NVA und Bundeswehr: Nach 15 Jahren ist beim Militär längst zusammengewachsen, was überhaupt nicht zusammengehörte

Von Matthias Schlegel

Als der Bausoldat Rainer Eppelmann 1964 seinem Politoffizier gegenübersaß, sagte der zu ihm: „Sie sehen vor sich den künftigen Oberbürgermeister von Köln – denn wir werden den Klassenfeind auf seinem Territorium schlagen.“ Der Traum des Mannes ging bekanntlich nicht in Erfüllung. Doch auch für sein Gegenüber, der den Dienst mit dem Spaten dem mit der Waffe vorgezogen hatte, verlief alles ganz anders, als er es sich hätte träumen lassen. Im Jahr 1990, sitzt der einstige Bausoldat wieder einem Offizier der Nationalen Volksarmee (NVA) gegenüber. Der Oberst sagt zu ihm: „Ich verstehe mich als Abrüstungsoffizier.“ Eppelmann ist inzwischen dessen oberster Dienstherr: Minister für Abrüstung und Verteidigung der DDR. Und er hat keinen Zweifel an der Ehrlichkeit seines Gegenüber. Wenige Monate später geht die NVA in der Bundeswehr auf.

Dass die Armeen, die sich an der Nahtstelle der hochgerüsteten militärischen Blöcke auf Sichtweite gegenüberstanden, innerhalb historisch kürzester Frist zusammenwuchsen, gehört zu den Wundern der deutschen Einheit. Undenkbar wäre das ohne die vorausgegangene friedliche Revolution in der DDR gewesen. Sie hatte bewirkt, dass zwischen Prora und Löbau ein Feindbild zerbröselt, ein von Drill und Unterwerfung geprägtes militärisches System zusammengebrochen, ein von der SED durchideologisierter Apparat zerfallen war.

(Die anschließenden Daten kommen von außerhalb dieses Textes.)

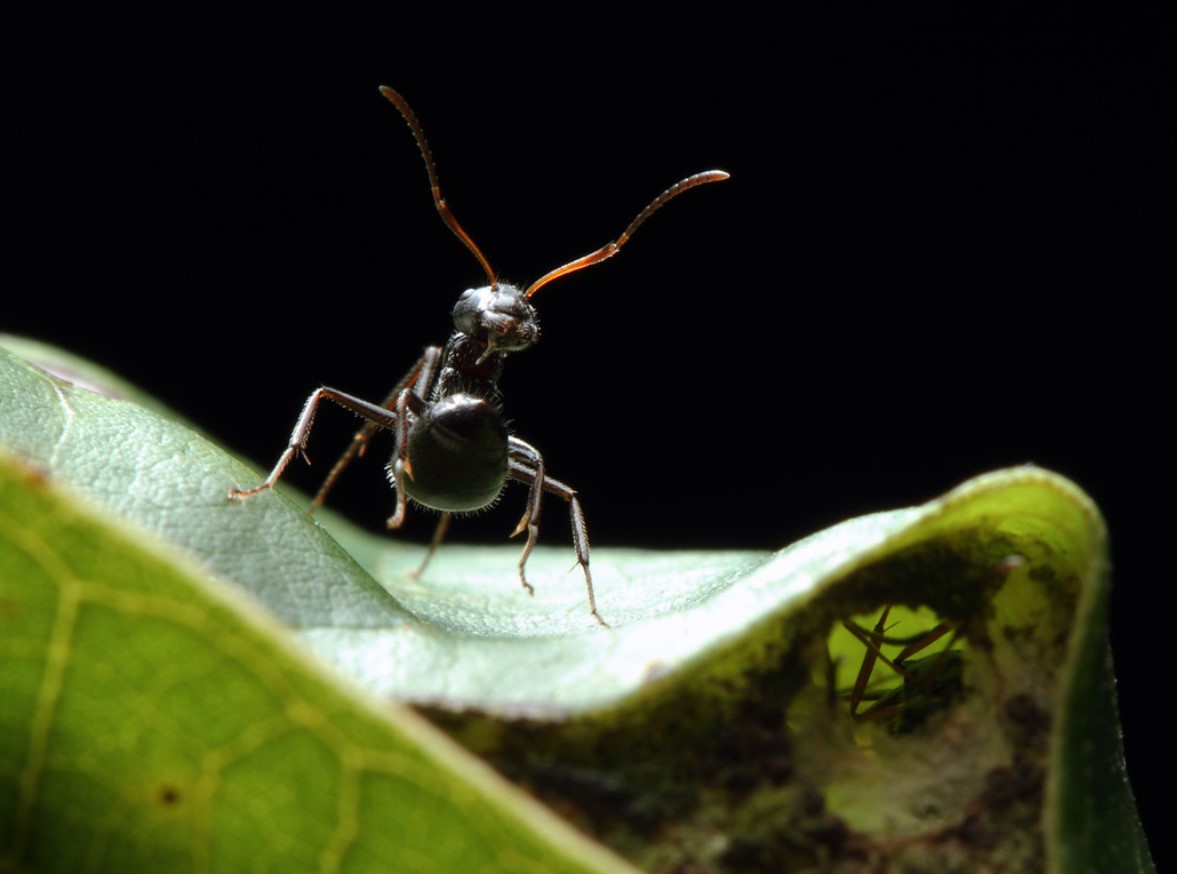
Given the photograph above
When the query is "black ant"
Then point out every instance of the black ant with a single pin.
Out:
(453, 451)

Unter dem Druck der Ereignisse im Land und der unaufhaltsamen Delegitimierung der politischen Führung hatte Admiral Theodor Hoffmann am 18. November 1989 den bisherigen Verteidigungsminister Armeegeneral Heinz Keßler abgelöst. Wegen der vielen, kaum noch zu kontrollierenden Demonstrationen in den Städten waren zwar NVA-untypische, flexible Hundertschaften gebildet worden, und es wurde auch schon mal für den südlichen Militärbezirk erhöhte Gefechtsbereitschaft ausgerufen – aber zu einem Eingreifen der Armee gegen die eigene Bevölkerung kam es nicht. Doch ohnehin war innerhalb der Truppe längst Unmut über Missstände, Demokratiedefizite und unfähige Vorgesetzte laut geworden. Hoffmann sollte die Militärreform organisieren und die Demoralisierung der Truppe aufhalten.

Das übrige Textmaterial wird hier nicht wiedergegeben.